Angst is een raar ding. Er zijn momenten dat ik nergens bang voor ben. Maar over het algemeen ben ik geen held.

Ik ben bang voor spinnen, voor hoogtes en voor de tandarts. Ik ben bang dat er oorlog komt of dat er iets akeligs met een van mijn kinderen gebeurt. Niet dat ik de hele tijd loop te piekeren hoor, zo erg is het gelukkig niet. Maar ik ben wel blij als de herfst overgaat in de winter en alle kruisspinnen weer voor een jaartje verdwijnen.

Waarom is een mens bang? Waar is het goed voor? En vooral, wat doe je eraan?

Natuurlijk is angst een mechanisme om ons alert en veilig te houden. Zodat we op tijd aan de kant gaan als er een auto aan komt. En onze jonge kinderen bij het water weghouden.

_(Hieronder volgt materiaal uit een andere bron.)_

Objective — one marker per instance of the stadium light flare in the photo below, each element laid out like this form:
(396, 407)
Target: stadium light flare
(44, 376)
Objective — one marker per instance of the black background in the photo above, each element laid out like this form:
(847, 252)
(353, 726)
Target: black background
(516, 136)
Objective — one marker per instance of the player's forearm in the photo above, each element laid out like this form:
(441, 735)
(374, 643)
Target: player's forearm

Maar hoe reageer je op de vage dreiging van de IS? Of op het feit dat je kind wel eens van de fiets geplukt kan worden door een kinderlokker? Uiteindelijk heb je daar weinig invloed op.

Meestal ga ik uit van het (nogal naïeve) principe dat het mij niet zal overkomen. Hoe groot is de kans nou echt dat juist mijn kind opgepikt wordt? En die derde wereldoorlog zal ook nog wel even duren.

Mijn moeder zei altijd: men lijdt het meest onder het lijden dat men vreest. En daar had ze gelijk in. De slapeloze nachten omdat ik naar de tandarts moest voor een gaatje, terwijl ik als het zover was na een kwartier al weer buiten stond.

Ook nu ben ik bang. Voor de operatie en wat daarna komt. Donderdag hoor ik of ik door mag en ik hoop dat ik daarna snel opgeroepen word om met een groep te starten. De komende maanden zal ik dus nog vaker bang zijn. Het is een angst die ik accepteer, want het is niet anders. Zolang ik niet weet hoe het zal gaan, zal ik doemscenario’s bedenken en bang zijn.

Een manier om ermee om te gaan is de angst in de ogen te kijken en tegemoet te treden. Want daar word je sterker van.

Toen ons schattige vakantiehuisje in Frankrijk vol met spinnen bleek te zitten, heb ik de eerste nacht niet geslapen omdat ik bang was. En vervolgens heb ik ze de oorlog verklaard. Met spuitbussen vol gif (sorry voor het milieu en dat het niet diervriendelijk is) ben ik ze te lijf gegaan. Elke ochtend vond ik dode spinnen, elke keer als we de deur uitgingen spoot ik een spuitbus leeg. Op de een-na-laatste dag had ik de oorlog gewonnen en voelde ik me heel stoer. Tot ik toch weer een jong spinnetje zag rennen. Die heb ik laten leven, de vakantie was toch voorbij.

Vorige week heb ik in het donker door het park gewandeld met Marietje. Ze had zin om te rennen en waar kan dat beter dan in het park? Het was een heldere avond en ik verwachtte op een doordeweekse avond geen enge mannen in het park. Welke sukkel gaat zou in een park zitten wachten tot er heel misschien een onnozele vrouw langs wandelt?

En natuurlijk ging het prima. Ondanks dat nare gevoel dat in mijn rug prikte alsof ik gevolgd werd. Dat negeerde ik, want als ik om zou kijken zou ik alleen maar banger worden. Het was nog leuk ook, de vijver lag er stil bij met wat slapende eenden. Het park is mooi in het maanlicht (en het licht van Tata Steel).

De lichtjes op het kerkhof waren eerder geruststellend dan beangstigend. Humor: in het donker langs het kerkhof lopen en dat het minst enge deel vinden! 🙂

Ik heb zelfs tijd genomen om foto’s te maken voor mijn blog. En Marietje had nergens last van, die vond het een geweldige wandeling.

Zo, dat heb ik toch maar mooi gedaan. Weer een angst minder!